Alega a parte agravante, em síntese, que a empresa agravada "encerrou suas atividades, sem cumprir suas obrigações junto a terceiros, deixando seus credores sem qualquer chance de recuperar seus créditos" (evento 1, fl. 2, da origem), o que caracteriza a dissolução irregular da empresa e demonstra a confusação entre o patrimônio da empresa e de seus sócios.
Falou que, com a saída de dois sócios, bem como o decurso de 180 dias deste fato, a sociedade se tornou uma sociedade comum, devendo o sócio remanescente responder solidária e ilimitadamente pelas obrigações.
Ao final, requereu a modificação da decisão agravada.
1.2) Da decisão agravada
Por decisão interlocutória (evento 20 da origem), proferida em 24/06/2021, A Dra. Alessandra Meneghetti, rejeitou os aclaratórios, mantendo anterior decisão que indeferiu o pedido de desconsideração da personalidade jurídica, nos seguintes termos:
3. Ante o exposto, REJEITO os embargos de declaração opostos (evento 13) e mantenho a decisão atacada (evento 10) por seus próprios fundamentos.
Sem custas.
1.3) Da decisão monocrática
Em sede de análise preliminar do recurso, este Relator (evento 17), admitiu o recurso e determinou seu processamento, ante a ausência de pedido liminar.
1.4) Das contrarrazões
Ausente.
Após, ascenderam os autos a este Colegiado.
VOTO
2.1) Do objeto recursal
Versa a questão recursal sobre a desconsideração da personalidade jurídica.
2.2) Do juízo de admissibilidade
Conheço do recurso porque presentes os requisitos intrínsecos e extrínsecos admissibilidade, eis que ofertado a tempo e modo, recolhido o devido preparo e evidenciado o objeto e a legitimação.
2.2.1) Do esclarecimento necessário
Impõe-se consignar, de início, que em que pese a ausência de intimação da parte agravada, cabível o julgamento do recurso ante a ausência de prejuízos para esta em decorrência da decisão ora tomada.
2.3) Do mérito
2.3.1) Da deconsideração da personalidade jurídica
É sabido que a criação de uma sociedade, seja ela empresária ou simples, visa, dentre outros objetivos, constituir uma pessoa jurídica, com personalidade jurídica distinta da dos seus sócios, capacitando-a como sujeito de direitos e obrigações, além de limitar sua responsabilidade ao seu patrimônio, consoante a regra do artigo 1.024 do Código Civil.
Tal autonomia patrimonial, denominada por muitos doutrinadores como "uma armadura jurídica", permite que aquelas pessoas jurídicas tenham sua essência desvirtuada e sejam utilizadas por sócios e/ou administradores como instrumento para a prática de fraudes e abusos de direito em desfavor de terceiros.
Em razão disso, a partir do século XIX, surgiram preocupações com a má utilização da pessoa jurídica, o que deu azo a teoria da soberania, de Haussmann e Mossa, que imputava a responsabilidade ao controlador da sociedade, mas esta não chegou a se desenvolver.
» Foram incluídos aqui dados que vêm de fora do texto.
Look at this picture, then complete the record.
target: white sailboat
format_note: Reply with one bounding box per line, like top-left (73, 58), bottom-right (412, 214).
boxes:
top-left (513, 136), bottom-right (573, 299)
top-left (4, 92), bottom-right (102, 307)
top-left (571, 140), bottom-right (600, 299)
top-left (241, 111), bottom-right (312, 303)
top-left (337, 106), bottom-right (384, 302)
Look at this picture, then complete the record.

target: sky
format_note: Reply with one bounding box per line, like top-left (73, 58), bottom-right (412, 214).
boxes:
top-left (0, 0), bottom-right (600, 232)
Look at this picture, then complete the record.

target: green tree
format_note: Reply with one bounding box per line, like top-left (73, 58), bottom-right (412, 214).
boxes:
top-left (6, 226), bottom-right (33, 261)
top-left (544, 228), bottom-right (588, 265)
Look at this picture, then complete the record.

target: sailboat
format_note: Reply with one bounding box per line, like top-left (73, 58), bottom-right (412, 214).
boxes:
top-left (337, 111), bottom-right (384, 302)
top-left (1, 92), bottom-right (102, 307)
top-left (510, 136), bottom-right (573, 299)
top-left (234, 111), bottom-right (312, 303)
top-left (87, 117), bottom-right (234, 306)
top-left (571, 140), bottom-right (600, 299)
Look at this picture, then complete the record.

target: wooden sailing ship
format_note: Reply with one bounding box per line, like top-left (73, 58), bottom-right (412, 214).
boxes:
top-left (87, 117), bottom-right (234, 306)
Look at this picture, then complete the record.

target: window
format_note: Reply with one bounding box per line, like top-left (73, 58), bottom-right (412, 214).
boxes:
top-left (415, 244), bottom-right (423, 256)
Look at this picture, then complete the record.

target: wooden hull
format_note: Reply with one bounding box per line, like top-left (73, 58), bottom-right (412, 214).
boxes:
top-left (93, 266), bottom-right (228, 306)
Assim, com a perpetuação do problema, nos países da Common Law, a solução adotada foi relativizar a autonomia patrimonial para não chegar a resultados contrários ao direito.
O primeiro caso de aplicação de tal entendimento, conforme a literatura especializada, foi na Inglaterra, no caso Salomon x Salomon Co, em 1897. Neste, Aaron Salomon, prospero comerciante de calçados, com mais de 30 anos de atuação no mercado, constituiu uma "limited company" (algo semelhante a uma sociedade anônima fechada brasileira) e transferiu seu fundo de comércio para a empresa. Contudo, passado um ano de sua constituição, a empresa se mostrou inviável, entrando em liquidação, e os credores, sem garantias, restaram insatisfeitos, de modo que o liquidante buscou a responsabilidade daquele sócio pelas dívidas, o que foi acolhido pelo juízo de primeira instância. Posteriormente, a Casa de Lordes reformou a decisão, prestigiando a autonomia patrimonial, mas, com isso, deu inicio a "disregard doctrine", que veio e vem sendo aprimorada com o passar do tempo.
Em nosso País, o Código Civil de 1916, naturalmente, foi omisso a respeito, porque constituído ainda no fim do século XIX, quando a matéria engatinhava no direito Europeu. Porém, com a posterior promulgação de Diplomas Legais, esta teoria passou a ser...
RELATOR: Desembargador GUILHERME NUNES BORN
AGRAVANTE: CLESS COMÉRCIO DE COSMÉTICOS S. A. AGRAVADO: WALTER COSMETICOS LTDA. - EPP
RELATÓRIO
1.1) Da inicial
Trata-se de Agravo de Instrumento interposto por CLESS COMÉRCIO DE COSMÉTICOS S. A. em face de WALTER COSMETICOS LTDA. - EPP contra a decisão interlocutória proferida no incidente de desconsideração da personalidade jurídica n.º 5059701-88.2020.8.24.0023 que rejeitou os aclaratórios, mantendo anterior decisão que indeferiu o pedido de desconsideração da personalidade jurídica.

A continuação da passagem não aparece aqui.